Are you a ‘living room family?’ Viral IG post sparks debate with new parenting term

Viral post about "living room families"

Ever since my child could walk, he has always wanted to be as close to us as humanly possible—every waking moment we are all home. In fact, even as I write this article, my 5-year-old son has an “asynchronous learning day” home from school, and he’s on my back reading over my shoulder, asking me if I’m talking about him. “Hi, Jack!”

Apparently, at least according to this viral Instagram post created by mom and influencer Magdalena, this is peak “Living Room Family” and it’s actually a sign of something good.

Magdalena shared a sweet video of her family all piled on her couch—even the dog, y’all—with emotional music playing, and in the caption she shares something she learned from the parenting side of the internet, a new term that made her stop and think.

“I read something the other day about ‘Living Room’ families versus ‘Bedroom’ families – the idea is that families who spend most of their time together in the communal living spaces of their home do so because everyone feels safe, at peace, comfortable and accepted enough to do so,” she began.

“It made me look at our kids always wanting to be right where we are, whether it’s snuggling on the couch or chatting in the kitchen or folding laundry together, in a whole different light.”

She then shared an anecdote from her past and how her family growing up definitely leaned more toward the “Bedroom Family” the older she got.

“I remember my family very much being a ‘Living Room Family’ when I was little, but that changed very quickly the older that I got. This is something Cal and I talk about all the time, wanting to cultivate the kind of relationship with our kids and environment at home where they feel accepted and safe to show up exactly as they are instead of feeling like they’re walking on eggshells anytime they’re in a common space,” she said.

Whether folks were triggered by her idea that the “Living Room Family” was superior and because their current family dynamic isn’t like that, or they just disagree, the people in the comments had some words.

“I was a bedroom family and I had a fantastic childhood and I’ve grown up and I’m still a bedroom family, I find this a very bizarre interpretation of a ‘good family/childhood,’” one person commented. Magdalena sweetly responded, “I’m so happy for you! That’s the thing about theories we come across on the internet, they definitely are not absolute truths and will not apply to or resonate with everyone—context matters for sure. Definitely not saying everyone who is an introvert and prefers to be alone or has kids who love to play in their rooms has a sh*tty childhood or environment.”

Others laughed at Magdalena’s post and said it was because her kids weren’t teenagers yet.

“Hahaha these children haven’t reached puberty yet. They love being around their parents until then, then they stay in their rooms. No amount of ‘we used to be a Living Room Family’ will encourage them back downstairs. You’ll be lucky if they’re home for the family evening meal. I am so sick of the children advertising parenting and forcing their ‘perfect’ here’s what I do and you should too.”

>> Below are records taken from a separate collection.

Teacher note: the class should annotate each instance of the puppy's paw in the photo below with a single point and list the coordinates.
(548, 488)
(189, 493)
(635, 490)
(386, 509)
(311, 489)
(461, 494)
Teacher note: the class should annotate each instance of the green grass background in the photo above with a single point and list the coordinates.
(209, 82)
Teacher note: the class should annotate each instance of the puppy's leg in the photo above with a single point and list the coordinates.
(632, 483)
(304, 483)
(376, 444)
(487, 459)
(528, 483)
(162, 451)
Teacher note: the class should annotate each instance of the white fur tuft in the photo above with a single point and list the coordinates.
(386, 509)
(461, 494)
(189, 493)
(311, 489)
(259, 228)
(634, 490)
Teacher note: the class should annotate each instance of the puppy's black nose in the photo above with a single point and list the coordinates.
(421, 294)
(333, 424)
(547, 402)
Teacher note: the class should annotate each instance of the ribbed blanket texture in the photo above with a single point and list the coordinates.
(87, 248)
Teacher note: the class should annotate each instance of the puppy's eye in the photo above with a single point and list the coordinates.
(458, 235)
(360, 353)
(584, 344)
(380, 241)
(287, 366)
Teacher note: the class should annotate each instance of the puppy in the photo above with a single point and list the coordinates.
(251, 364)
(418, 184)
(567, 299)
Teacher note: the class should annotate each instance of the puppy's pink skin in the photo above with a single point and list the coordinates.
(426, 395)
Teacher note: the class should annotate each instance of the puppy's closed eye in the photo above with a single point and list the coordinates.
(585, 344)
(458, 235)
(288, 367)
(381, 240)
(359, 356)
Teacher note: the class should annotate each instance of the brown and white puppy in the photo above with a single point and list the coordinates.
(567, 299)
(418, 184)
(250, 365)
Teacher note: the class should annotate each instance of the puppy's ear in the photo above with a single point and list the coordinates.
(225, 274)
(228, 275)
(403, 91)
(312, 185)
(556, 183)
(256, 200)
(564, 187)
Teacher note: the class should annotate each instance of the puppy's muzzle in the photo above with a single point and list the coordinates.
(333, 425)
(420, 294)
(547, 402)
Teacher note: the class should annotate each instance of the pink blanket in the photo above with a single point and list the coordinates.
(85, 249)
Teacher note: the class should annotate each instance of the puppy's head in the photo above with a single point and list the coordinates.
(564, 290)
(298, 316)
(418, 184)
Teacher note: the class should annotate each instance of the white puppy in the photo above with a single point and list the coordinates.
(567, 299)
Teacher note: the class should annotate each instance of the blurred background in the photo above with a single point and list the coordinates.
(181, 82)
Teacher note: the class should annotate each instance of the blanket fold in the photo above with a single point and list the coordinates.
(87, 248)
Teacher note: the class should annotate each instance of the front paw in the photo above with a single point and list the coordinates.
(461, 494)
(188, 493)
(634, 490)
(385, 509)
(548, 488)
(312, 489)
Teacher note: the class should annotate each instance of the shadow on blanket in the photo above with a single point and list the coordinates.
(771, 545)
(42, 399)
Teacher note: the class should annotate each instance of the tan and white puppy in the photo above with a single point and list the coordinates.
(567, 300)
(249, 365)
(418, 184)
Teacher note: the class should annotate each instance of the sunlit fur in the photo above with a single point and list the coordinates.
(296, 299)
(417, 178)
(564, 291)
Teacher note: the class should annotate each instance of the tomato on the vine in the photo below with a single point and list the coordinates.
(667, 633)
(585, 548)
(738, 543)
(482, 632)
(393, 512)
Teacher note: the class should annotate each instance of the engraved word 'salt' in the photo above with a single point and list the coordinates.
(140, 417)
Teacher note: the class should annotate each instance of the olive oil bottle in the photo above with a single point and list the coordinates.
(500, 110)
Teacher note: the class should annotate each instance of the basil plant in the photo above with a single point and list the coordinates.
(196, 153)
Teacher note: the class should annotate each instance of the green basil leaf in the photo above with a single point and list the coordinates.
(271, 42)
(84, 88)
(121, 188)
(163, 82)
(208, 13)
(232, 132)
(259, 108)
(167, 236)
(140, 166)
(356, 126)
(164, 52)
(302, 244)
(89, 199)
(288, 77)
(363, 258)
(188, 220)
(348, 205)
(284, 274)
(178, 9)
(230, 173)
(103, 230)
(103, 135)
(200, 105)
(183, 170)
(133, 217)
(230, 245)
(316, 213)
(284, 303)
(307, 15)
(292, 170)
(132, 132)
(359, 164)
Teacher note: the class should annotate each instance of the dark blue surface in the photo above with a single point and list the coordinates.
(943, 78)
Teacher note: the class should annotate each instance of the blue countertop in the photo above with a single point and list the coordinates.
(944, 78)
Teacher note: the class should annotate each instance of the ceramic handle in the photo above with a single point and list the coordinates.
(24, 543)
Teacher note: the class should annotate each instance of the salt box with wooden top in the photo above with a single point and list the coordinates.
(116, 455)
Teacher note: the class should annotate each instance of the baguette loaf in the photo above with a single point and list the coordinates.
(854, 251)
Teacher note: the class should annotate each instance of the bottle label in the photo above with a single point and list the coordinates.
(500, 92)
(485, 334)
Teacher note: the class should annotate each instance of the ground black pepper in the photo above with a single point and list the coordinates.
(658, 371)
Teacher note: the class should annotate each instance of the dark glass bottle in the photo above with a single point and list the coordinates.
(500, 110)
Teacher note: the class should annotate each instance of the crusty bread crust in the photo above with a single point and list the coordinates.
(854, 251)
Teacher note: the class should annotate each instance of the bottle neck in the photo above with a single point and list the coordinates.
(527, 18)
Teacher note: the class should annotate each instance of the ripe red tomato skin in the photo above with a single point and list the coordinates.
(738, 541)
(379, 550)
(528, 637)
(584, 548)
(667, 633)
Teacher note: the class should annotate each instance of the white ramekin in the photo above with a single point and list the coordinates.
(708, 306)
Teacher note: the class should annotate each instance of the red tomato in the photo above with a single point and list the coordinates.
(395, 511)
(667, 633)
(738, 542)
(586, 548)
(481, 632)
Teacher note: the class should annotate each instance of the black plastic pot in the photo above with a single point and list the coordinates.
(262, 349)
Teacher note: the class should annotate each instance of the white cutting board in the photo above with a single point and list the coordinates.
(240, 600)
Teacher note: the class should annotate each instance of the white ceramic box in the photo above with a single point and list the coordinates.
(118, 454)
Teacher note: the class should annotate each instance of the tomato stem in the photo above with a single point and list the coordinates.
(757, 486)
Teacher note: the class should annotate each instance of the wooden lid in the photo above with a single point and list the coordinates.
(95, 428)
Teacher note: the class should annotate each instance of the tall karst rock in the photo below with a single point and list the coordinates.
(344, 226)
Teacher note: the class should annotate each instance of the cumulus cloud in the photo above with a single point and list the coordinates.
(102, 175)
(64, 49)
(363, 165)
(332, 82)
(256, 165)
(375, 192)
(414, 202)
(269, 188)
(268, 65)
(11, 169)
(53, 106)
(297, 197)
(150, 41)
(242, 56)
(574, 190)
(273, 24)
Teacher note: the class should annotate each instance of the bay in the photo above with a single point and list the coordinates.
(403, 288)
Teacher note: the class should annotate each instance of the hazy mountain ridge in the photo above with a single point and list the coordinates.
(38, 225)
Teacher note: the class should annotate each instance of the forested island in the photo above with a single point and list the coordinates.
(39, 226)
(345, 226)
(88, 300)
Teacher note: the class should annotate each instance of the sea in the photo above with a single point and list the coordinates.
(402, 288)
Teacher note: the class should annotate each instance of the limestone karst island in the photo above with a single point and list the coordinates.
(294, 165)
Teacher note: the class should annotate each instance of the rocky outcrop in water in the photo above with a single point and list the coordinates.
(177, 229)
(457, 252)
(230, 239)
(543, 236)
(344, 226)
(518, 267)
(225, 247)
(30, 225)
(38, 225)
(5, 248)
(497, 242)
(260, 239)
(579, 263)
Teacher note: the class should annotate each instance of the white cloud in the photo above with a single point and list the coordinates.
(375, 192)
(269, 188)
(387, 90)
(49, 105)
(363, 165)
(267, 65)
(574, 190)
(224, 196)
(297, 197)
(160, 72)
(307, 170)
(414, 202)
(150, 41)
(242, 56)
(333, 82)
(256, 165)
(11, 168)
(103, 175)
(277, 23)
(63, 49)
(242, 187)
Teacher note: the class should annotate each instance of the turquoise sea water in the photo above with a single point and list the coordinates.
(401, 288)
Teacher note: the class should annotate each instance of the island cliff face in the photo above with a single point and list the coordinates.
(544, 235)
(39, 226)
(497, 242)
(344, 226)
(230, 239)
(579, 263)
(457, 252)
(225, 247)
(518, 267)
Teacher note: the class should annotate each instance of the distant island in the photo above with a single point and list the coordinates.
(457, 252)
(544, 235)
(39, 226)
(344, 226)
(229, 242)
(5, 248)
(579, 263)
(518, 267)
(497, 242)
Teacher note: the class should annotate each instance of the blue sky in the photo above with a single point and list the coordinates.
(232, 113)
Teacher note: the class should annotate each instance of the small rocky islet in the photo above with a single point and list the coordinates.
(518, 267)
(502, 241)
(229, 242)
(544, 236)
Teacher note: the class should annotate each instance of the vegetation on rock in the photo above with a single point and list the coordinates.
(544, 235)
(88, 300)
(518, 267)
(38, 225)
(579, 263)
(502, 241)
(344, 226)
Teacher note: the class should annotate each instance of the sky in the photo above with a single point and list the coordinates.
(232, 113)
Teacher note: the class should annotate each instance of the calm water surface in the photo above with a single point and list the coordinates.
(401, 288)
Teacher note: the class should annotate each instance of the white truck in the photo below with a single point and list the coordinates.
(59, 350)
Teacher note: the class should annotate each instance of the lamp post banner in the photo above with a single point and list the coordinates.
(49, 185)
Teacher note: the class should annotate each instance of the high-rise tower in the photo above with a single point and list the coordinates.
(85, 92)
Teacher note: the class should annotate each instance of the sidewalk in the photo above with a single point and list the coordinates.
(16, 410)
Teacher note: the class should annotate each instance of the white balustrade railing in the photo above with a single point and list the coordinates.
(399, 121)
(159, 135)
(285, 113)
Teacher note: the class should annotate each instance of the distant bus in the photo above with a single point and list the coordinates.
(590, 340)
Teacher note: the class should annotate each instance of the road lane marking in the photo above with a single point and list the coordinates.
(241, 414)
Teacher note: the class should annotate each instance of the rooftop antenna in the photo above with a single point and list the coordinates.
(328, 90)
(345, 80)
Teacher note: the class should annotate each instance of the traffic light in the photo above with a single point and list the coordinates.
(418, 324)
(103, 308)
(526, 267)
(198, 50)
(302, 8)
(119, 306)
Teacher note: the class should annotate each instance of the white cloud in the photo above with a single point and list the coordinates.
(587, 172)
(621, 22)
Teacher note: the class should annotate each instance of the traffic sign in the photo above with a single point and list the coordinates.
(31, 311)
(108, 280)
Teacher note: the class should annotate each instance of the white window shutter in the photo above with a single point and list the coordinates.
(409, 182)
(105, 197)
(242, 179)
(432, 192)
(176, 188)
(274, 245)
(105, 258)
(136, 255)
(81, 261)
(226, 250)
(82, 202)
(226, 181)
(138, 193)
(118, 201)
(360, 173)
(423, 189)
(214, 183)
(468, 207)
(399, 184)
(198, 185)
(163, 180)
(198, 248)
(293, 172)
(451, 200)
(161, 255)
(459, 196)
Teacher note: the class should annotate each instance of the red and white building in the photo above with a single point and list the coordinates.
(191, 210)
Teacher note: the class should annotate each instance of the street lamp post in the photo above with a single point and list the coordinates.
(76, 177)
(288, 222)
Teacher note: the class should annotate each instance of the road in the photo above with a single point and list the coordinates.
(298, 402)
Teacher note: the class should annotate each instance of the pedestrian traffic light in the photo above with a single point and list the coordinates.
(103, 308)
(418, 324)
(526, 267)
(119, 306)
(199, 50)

To which another pro-Living Room Family commenter responded, “You just have to keep offering. We went through the stage where nobody wanted to eat together but I kept offering. Now my eldest scolds his brother if he’s on his phone at the dinner table. And we have game night and watch documentaries together. They want their space during puberty but they want to be seen too.”

Another commenter put the teenager theory a bit kinder. “With small children, we were a Living Room Family. Now that most of our kids are teens and want to be in their own spaces, they mostly spend time in their rooms. It isn’t because they don’t feel safe anymore, and that feels like the wrong thing to say here. Not everyone who is a ‘Bedroom Family’ feels unsafe in their home. Most of the time, it’s just kids getting older and wanting their space and independence,” she said.

Magdalena was also very quick to point out there are of course caveats to not having a “Living Room Family” and it wasn’t just because kids didn’t feel safe in a communal space. Sometimes it has to do with different personality types, e.g., introvert versus extrovert, and other considerations, e.g., being neurodivergent and having different needs.

“Of course it’s soooo normal developmentally to want more space as they get older, of course there are introverts who prefer to be alone, of course no matter how you parent you can’t control 100% of how your children will want to spend their time when they’re older, and whatever other context or variable you can add to this,” she said. “From my own experience, and if you read through the comments lots of others who felt the same way – I personally did not want to be around BECAUSE of the environment so I was either always in my room or not at home. That’s what I want to be different for my kids, so that they feel comfortable and accepted being at home around us, what they decide to do from there isn’t in our control but a big part of the environment is.”

Lastly, one comment hit the nail on the head either way. “People are pretty set on invalidating the space you’re at. No amount of reasonable or thoughtful conversation can stymie that. What you’re doing will absolutely affect how your kids view home and family forever, whether they go through teen angst or not.”

Were you a “Living Room Family,” a “Bedroom Family” or even a “Kitchen Family”? How do you think this affected your childhood growing up and how you create your own family dynamic at home?